Programda, Başkentray projesi ile YHT işletmeciliğinin merkezi olan Ankara'da banliyö, metro ve YHT hatlarının entegre edileceği belirtilerek, Egeray-İZBAN'ın Cumaovası-Tepeköy arasının işletmeye alınacağı bildirildi. Gaziantep'te ise Gaziray Projesi'nin hayata geçirileceği ifade edildi.


'MİLLİ BÖLGESEL UÇAK YAPIMINA BAŞLANACAK'


İstanbul Yeni Havalimanı projesinin hayata geçirileceği, sektörün dünya ortalaması üzerinde büyümesinin ve İstanbul'un dünyanın önemli bir transit merkezine dönüşmesinin destekleneceği vurgulanan programda, diğer havacılık projeleri ile ilgili şu bilgilere yer verildi:


"Milli bölgesel uçak yapımına başlayacağız. Uydu Sistemleri Entegrasyon ve Test Merkezimizde yerli uydumuzun (Türksat 6A) üretimini tamamlayacağız. Türksat 5A uydusunun yapımına başlayacağız. Ülkemizdeki havacılık ve uzay alanındaki faaliyetlerin yürütülmesi, yeni teknolojilerin takip edilerek kullanılması ve projelerde koordinasyonun ağlanması amacıyla Türkiye Uzay Ajansını kuracağız."

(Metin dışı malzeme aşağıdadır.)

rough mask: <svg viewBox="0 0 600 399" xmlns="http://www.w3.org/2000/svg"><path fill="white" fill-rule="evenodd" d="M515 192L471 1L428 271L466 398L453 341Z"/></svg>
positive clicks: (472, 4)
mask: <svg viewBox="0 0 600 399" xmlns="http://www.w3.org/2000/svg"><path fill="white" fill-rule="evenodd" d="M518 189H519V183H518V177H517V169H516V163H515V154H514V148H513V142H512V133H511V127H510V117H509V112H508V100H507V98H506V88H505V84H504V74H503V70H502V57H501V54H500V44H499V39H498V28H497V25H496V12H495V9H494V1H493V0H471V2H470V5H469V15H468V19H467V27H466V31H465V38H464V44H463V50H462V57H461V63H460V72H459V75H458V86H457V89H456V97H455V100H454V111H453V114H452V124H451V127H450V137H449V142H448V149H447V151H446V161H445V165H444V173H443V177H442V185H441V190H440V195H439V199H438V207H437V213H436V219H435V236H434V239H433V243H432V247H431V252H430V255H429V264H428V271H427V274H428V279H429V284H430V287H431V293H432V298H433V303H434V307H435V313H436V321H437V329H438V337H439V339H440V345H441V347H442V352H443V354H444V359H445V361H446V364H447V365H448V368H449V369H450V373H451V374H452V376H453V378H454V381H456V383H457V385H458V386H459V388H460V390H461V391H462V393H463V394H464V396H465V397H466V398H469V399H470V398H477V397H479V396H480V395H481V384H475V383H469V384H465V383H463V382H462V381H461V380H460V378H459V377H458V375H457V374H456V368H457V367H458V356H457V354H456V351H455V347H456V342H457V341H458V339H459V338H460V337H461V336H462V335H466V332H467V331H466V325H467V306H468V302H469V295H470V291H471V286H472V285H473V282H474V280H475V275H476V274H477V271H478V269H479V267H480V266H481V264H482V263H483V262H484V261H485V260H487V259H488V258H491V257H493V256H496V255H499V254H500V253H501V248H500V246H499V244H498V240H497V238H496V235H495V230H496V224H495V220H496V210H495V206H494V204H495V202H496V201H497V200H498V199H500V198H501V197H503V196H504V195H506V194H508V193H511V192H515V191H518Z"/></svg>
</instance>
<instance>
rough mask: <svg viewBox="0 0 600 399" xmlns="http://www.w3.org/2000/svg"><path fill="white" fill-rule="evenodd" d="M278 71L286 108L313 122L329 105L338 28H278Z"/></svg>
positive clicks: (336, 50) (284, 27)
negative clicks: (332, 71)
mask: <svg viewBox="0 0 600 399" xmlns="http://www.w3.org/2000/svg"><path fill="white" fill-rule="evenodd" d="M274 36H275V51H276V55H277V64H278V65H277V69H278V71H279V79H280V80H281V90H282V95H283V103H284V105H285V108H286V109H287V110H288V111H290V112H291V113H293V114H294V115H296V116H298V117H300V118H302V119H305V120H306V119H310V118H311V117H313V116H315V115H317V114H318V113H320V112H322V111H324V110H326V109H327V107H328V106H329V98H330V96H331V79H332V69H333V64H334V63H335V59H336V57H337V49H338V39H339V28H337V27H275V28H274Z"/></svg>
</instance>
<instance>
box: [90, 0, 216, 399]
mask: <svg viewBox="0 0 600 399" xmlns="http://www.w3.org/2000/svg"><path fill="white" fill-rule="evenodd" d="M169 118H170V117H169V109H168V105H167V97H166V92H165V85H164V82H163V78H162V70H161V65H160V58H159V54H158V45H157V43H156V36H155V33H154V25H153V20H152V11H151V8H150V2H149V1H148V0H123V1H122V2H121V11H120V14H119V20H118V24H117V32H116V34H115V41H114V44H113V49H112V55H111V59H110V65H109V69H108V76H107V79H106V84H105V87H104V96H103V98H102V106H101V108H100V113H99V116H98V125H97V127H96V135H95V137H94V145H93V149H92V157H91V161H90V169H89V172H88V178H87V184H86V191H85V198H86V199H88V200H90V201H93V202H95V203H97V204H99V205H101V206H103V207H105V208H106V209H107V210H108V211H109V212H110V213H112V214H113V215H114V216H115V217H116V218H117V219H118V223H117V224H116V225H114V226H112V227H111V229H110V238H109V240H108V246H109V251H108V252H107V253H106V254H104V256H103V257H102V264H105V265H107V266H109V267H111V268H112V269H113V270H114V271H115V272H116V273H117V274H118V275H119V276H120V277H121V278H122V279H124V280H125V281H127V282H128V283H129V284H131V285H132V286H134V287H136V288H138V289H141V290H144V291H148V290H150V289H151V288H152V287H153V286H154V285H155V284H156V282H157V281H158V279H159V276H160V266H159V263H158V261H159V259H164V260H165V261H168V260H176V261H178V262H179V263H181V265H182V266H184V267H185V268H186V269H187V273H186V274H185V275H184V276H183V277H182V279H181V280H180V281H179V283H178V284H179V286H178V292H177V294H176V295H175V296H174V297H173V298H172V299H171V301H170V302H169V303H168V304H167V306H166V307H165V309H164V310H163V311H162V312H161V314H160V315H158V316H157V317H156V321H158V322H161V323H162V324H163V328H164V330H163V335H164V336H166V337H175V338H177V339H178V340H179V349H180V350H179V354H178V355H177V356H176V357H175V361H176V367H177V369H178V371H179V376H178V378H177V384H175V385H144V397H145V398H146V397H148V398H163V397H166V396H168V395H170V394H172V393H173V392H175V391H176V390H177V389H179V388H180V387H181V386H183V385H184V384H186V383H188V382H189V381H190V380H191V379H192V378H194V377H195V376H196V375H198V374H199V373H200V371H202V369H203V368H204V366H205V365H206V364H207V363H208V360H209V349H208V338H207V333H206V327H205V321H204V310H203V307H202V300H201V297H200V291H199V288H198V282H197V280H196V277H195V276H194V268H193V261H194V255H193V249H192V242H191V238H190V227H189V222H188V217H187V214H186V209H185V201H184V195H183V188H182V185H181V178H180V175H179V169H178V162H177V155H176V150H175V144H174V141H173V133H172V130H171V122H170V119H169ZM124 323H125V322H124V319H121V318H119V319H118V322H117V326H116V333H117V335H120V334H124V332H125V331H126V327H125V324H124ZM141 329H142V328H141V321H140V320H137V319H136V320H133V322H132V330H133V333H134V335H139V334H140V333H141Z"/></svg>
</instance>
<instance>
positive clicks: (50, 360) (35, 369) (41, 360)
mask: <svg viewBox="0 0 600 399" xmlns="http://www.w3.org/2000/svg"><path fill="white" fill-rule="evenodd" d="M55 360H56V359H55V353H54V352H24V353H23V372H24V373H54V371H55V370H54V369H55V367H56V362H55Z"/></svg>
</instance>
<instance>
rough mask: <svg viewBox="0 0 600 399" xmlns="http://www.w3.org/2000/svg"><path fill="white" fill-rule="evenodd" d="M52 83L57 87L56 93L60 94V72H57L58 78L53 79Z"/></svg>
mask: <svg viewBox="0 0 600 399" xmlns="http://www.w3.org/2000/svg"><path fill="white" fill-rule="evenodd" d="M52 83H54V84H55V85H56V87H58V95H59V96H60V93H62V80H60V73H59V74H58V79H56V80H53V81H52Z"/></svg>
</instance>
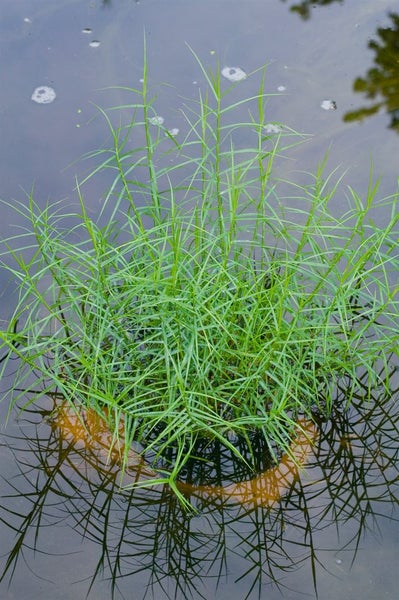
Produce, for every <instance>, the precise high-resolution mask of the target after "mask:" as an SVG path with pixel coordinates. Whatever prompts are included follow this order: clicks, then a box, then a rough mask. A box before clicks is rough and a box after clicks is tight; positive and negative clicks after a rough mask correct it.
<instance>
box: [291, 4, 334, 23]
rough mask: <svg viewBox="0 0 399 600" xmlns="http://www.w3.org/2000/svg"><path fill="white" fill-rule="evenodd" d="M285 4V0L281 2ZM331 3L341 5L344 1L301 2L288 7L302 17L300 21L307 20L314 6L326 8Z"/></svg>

'3 BÜYÜK DENİZDE 3 BÜYÜK LİMAN İNŞA EDİLECEK'


Denizcilik sektöründe Türkiye'yi küresel deniz taşımacılığı ile entegre transit bir liman ülkesine dönüştürmenin, Türk deniz ticaret filosunu yenileyerek 10 milyar tona ulaşan dünya deniz ticaret hacminden daha fazla pay almanın, gemi ve yat inşa sanayisini yenilikçi teknolojilerle donatarak daha rekabetçi bir hale getirmenin hedeflendiği kaydedilen programda, "Türkiye'nin dış ticaretinde Türk sahipli filoyu kullanarak navlun açığını azaltmak için gemi işletmeciliğini destekleyen yeni modeller oluşturacağız" denildi.


Programda, denizcilik eğitiminin iyileştirilerek Türk ve dünya filolarında Türk gemi adamlarının istihdamını arttırılacağı, deniz turizminde ihtiyaç duyulan tekne bağlama kapasitesinin yükseltileceği belirtilerek, şunlar kaydedildi:


"Ülkemizin bölgesinde transit liman üssü olmasını teminen kıyılarımızda büyük ölçekli limanların tesis edilmesini sağlayacağız. Bu kapsamda 3 büyük denizde 3 büyük liman inşa edeceğiz. Marmara Denizi'nde Kuzey-Güney aksında en az 2 RO-RO terminali inşa ederek körfez ve boğaz köprüleri üzerindeki trafik yükünü azaltacak, İstanbul limanını kruvaziyer gemilerin ana yolcu değişim limanı haline dönüştüreceğiz. Kruvaziyer gemilerin diğer limanlarımıza uğrak çeşitliliğini teşvik edecek önlemler alacağız."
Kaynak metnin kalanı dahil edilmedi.